Edgy – ba da Boum
Publié par viva

À propos de Edgy Boum

Bon, la question du jour c’est : comment écrire sur un spectacle que je n’ai pas vu… ?  Et là vous vous dites que j’ai perdu la raison puisque j’étais au festival samedi soir…  Humm oui, vu comme ça, je ne peux pas dire le contraire… Le problème c’est que je filmais le show qui était retransmis en direct dans la salle dite « lounge » pour celles et ceux qui n’avaient pas pu avoir de place à l’intérieur, et pour les artistes.  Et là vous vous dites que je suis en fait complètement dingue puisque si j’ai filmé le spectacle, je l’ai a fortiori VU !!  Et pourtant non… enfin disons que je l’ai vu oui, mais sans le regarder… Parce que, comment vous dire… Même si je suis très myope, ne sont pas mes yeux qui sont en cause, ce serait plutôt mon cerveau… l’hémisphère gauche qui m’a permis de faire la captation du spectacle était trop actif pour laisser naître les émotions dans le droit… Bilan des courses, j’ai vu et ressenti les deux premières pièces du show (je n’étais pas très concentrée sur la video quoi…) et après, finito !

Donc je peux vous dire que l’intro de mesdames Claude et McLeod était hilarante : elles ont ouvert la soirée comme une messe, communiant littéralement avec le public en distribuant le sang et les « craquelins » du Christ-ine ! Il fallait les voir avec leurs coiffes païennes, en guêpière sous leurs soutanes !!

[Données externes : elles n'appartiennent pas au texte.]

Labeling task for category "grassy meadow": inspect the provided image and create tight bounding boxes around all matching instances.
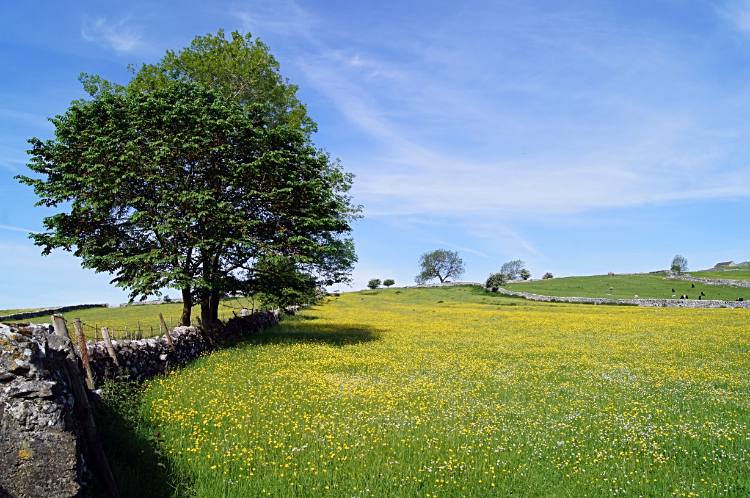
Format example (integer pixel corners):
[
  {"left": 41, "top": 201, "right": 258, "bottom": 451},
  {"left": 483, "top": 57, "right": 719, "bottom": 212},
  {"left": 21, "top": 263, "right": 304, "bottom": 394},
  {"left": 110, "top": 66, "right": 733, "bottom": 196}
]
[
  {"left": 120, "top": 286, "right": 750, "bottom": 498},
  {"left": 688, "top": 270, "right": 750, "bottom": 280},
  {"left": 505, "top": 272, "right": 750, "bottom": 301}
]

Puis T.L. Cowan a investi la cabine d’essayage d’un grand magasin, s’emparant avec humour et talent d’une de nos expériences existentielles communes : l’essayage de lingerie.   Ah ! Quel plaisir de se retrouver dans une cabine d’un mètre carré, à essayer par-dessus la vôtre une dizaine de culottes, alors que vous portez encore vos chaussettes jusqu’aux genoux et que l’éclairage au néon vous donne envie de vous pendre… C’est évidemment le meilleur moment pour vous poser de vraies questions : qu’est-ce qu’elle va penser de moi si je porte tel sous vêtement ? Et d’y trouver de justes réponses : mon Dieu c’est affreux, j’ai la fesse plate !

Voilà tout ce que je peux vous dire du spectacle, après j’étais juste concentrée sur autre chose…

Plus tard, une fois la caméra remisée, Lamathilde et Coral short nous ont fait expérimenter la version hard de facebook : elles vous attachent littéralement à un ou des inconnu(e)s en vous disant : voilà, vous êtes amis !

Et puis tout au long de la soirée il y eut aussi des « nano-théâtre » auxquels on pouvait participer individuellement, des performances et un studio photo de Nikol Mikus et Alyson Wishnousky pris d’assaut par la foule enthousiasmée par la proposition et le portant de costumes délirants mis à disposition pour les poses… On a hâte de voir le résultat !

Mon coup de cœur de la soirée, l’invitation d’un charmant marin (Querelle ?) à danser avec son ami/e, Johnny Forever, perché/e sur des talons aiguilles de glace et dansant jusqu’à ce qu’ils disparaissent, en vous chantonnant à l’oreille « Each man kills the thing he loves »… un grand moment de poésie !  La chanson, composée à partir d’un poème d’Oscar Wilde est divinement interprétée par Jeanne Moreau dans le film de Fassbinder, et figure également sur l’album Chambre 1050 de Ingrid Caven… un délice !

Rendez-vous mercredi pour le show de Jess Dobkin à Tangente.